ジャイアンツ対カープ戦が延長になって、ふとWBCの決勝戦のことを思い出していた。正確な記憶はないが、イチローの決勝タイムリーは、韓国ベンチの作戦的な躊躇がもたらした中途半端な結果だったというのが、今のところの評価だと思う。イチローの凄さを賞賛する声もあるのだが、相手投手は、NPBのセントラルリーグの下位チームの抑えの切り札である。あの局面で、あれだけファウルになってしまうあたりに、実はイチローの調子が見えている。結果オーライだったのだろうと思う。
あまりその後語られていない大きな疑問は、岩村のスチールである。2アウトになっているのだから、あの場面は、普通は走らない。2点をリードできる形を作るよりも1塁を空けてはっきり勝負されるのが嫌なのだ。となれば、何が起きたか。答えは簡単である。ベンチワークだ。中島勝負をベンチが選んだ。つまり、イチロー敬遠策を日本ベンチが選んでいる。その方が決まると見ている。
韓国の配球からは敬遠を決めている様子はない。きわどいところを攻めてそれえカウント次第で歩かせるという気配が濃厚。つまり、イチローの状態をそれほどよいとは見ていない。次打者と計りかねている。そこへ強引に一塁を空けてしまうことではっきりと敬遠の意図を示させるということだ。つまり、ベンチはイチローが打てない方に作戦を引いている。
ところが、韓国はシリーズのイチローの調子を考えると中島勝負は考えものだとも思っている。イチローは勢いのある球にはついていけていない。それを考えると、中島の方がやっかいだ。どうせなら、ここで勝負してしまおうと、結局、岩村のスチールにも戦術を変えなかった。結果があれだ。
つまり、その岩村のスチールの瞬間に、イチローはある決定的な選択を示された。そこで結果を出した。あの程度の投手からのセンター前ヒットをあれほどに喜ぶのは、その局面を委ねられることを避けられたものからの起死回生であったせいだろう。彼は本当のどん底、日本チームからの責任さえ剥奪されるすんでの場所に踏みとどまった。そのことへの歓喜であり、「もっている」「神が降りてきた」発言である。人に見捨てられた思いがひどくあったのだろう。あの打席のファウルはイチローがこれまでに見せてきたことのないほどに泥臭いものだった。
これでイチローが何かのスタイルを変えれば、本当に50歳までやってほしいと思えるのだが、そう簡単には変わるまい。では、長島と同様に40を前に退くよりほかにない。
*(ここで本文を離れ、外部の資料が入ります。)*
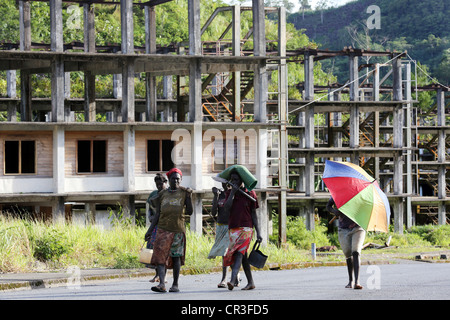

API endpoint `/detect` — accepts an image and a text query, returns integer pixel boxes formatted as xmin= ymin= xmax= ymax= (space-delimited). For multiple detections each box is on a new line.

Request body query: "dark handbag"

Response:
xmin=248 ymin=241 xmax=268 ymax=269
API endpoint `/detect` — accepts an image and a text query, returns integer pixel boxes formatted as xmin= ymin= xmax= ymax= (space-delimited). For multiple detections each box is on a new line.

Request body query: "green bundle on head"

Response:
xmin=218 ymin=165 xmax=258 ymax=191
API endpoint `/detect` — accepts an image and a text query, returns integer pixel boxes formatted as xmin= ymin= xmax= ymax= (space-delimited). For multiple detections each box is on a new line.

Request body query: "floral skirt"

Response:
xmin=223 ymin=227 xmax=253 ymax=267
xmin=150 ymin=228 xmax=185 ymax=269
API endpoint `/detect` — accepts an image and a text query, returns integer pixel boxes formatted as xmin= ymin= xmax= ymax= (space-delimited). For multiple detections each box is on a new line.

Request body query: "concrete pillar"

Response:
xmin=145 ymin=5 xmax=157 ymax=122
xmin=392 ymin=57 xmax=404 ymax=234
xmin=121 ymin=0 xmax=135 ymax=122
xmin=232 ymin=5 xmax=241 ymax=121
xmin=188 ymin=0 xmax=202 ymax=122
xmin=53 ymin=196 xmax=65 ymax=223
xmin=404 ymin=63 xmax=413 ymax=228
xmin=373 ymin=63 xmax=380 ymax=102
xmin=6 ymin=71 xmax=17 ymax=122
xmin=188 ymin=0 xmax=203 ymax=233
xmin=252 ymin=0 xmax=267 ymax=123
xmin=305 ymin=200 xmax=315 ymax=231
xmin=277 ymin=7 xmax=288 ymax=245
xmin=53 ymin=126 xmax=65 ymax=194
xmin=296 ymin=113 xmax=305 ymax=192
xmin=123 ymin=125 xmax=135 ymax=193
xmin=349 ymin=54 xmax=359 ymax=102
xmin=19 ymin=1 xmax=31 ymax=122
xmin=349 ymin=54 xmax=359 ymax=154
xmin=436 ymin=89 xmax=447 ymax=225
xmin=85 ymin=203 xmax=96 ymax=224
xmin=304 ymin=105 xmax=314 ymax=197
xmin=6 ymin=70 xmax=16 ymax=98
xmin=50 ymin=0 xmax=65 ymax=122
xmin=120 ymin=195 xmax=135 ymax=222
xmin=304 ymin=52 xmax=314 ymax=101
xmin=84 ymin=3 xmax=96 ymax=122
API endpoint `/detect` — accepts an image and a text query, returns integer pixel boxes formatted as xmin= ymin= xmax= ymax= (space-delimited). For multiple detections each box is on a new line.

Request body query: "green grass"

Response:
xmin=0 ymin=214 xmax=448 ymax=273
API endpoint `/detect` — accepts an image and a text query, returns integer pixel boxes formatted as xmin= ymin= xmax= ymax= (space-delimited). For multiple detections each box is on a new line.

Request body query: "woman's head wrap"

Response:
xmin=167 ymin=168 xmax=182 ymax=178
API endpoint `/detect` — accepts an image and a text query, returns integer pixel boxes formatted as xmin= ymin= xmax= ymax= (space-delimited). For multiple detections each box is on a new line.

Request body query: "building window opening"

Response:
xmin=147 ymin=139 xmax=174 ymax=172
xmin=4 ymin=140 xmax=36 ymax=174
xmin=77 ymin=140 xmax=107 ymax=173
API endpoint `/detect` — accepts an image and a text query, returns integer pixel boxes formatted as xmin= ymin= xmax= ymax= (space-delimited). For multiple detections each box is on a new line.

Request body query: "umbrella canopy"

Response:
xmin=322 ymin=160 xmax=391 ymax=232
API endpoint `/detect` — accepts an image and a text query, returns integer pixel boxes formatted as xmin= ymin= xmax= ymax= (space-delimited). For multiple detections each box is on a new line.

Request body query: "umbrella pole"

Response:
xmin=329 ymin=215 xmax=338 ymax=225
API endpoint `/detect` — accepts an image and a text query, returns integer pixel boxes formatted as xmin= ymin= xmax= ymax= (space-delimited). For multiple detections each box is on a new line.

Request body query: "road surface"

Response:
xmin=0 ymin=261 xmax=448 ymax=305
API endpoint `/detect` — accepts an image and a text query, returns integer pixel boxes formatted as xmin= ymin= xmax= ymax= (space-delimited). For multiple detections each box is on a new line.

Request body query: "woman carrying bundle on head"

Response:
xmin=222 ymin=168 xmax=262 ymax=291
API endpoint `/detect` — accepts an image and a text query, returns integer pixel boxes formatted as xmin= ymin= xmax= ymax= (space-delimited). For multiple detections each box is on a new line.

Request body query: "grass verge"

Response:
xmin=0 ymin=215 xmax=448 ymax=273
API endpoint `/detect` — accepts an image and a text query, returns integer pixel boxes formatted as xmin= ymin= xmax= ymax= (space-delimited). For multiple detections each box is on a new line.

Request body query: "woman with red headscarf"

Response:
xmin=145 ymin=168 xmax=193 ymax=293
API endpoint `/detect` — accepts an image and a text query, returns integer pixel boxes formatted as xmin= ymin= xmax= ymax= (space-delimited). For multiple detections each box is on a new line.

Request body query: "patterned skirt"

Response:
xmin=150 ymin=228 xmax=186 ymax=269
xmin=146 ymin=226 xmax=158 ymax=250
xmin=207 ymin=224 xmax=229 ymax=259
xmin=223 ymin=227 xmax=253 ymax=267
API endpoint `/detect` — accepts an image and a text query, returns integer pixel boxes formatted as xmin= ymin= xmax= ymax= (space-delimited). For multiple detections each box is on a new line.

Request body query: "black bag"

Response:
xmin=248 ymin=241 xmax=268 ymax=269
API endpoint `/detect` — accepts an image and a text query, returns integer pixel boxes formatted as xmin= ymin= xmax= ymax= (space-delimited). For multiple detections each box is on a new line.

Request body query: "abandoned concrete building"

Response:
xmin=0 ymin=0 xmax=448 ymax=243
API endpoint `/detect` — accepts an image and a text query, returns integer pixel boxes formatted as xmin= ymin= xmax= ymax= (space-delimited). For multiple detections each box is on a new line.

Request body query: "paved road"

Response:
xmin=0 ymin=261 xmax=448 ymax=303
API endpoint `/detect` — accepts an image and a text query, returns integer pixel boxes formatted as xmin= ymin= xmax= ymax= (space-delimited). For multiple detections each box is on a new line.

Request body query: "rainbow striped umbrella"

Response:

原はすごい監督だ。あの場面でその選択をし、選択によって、結果的にではあるが、イチローの決勝打を生み出した。今日の延長戦のシートを見ながら、若い連中が強い守備ができるチームを構成している。素晴らしい選手を育てている。いわゆる「生え抜き」が少ないなんてよくいう人があるけれど、しっかりと伸びているじゃないか。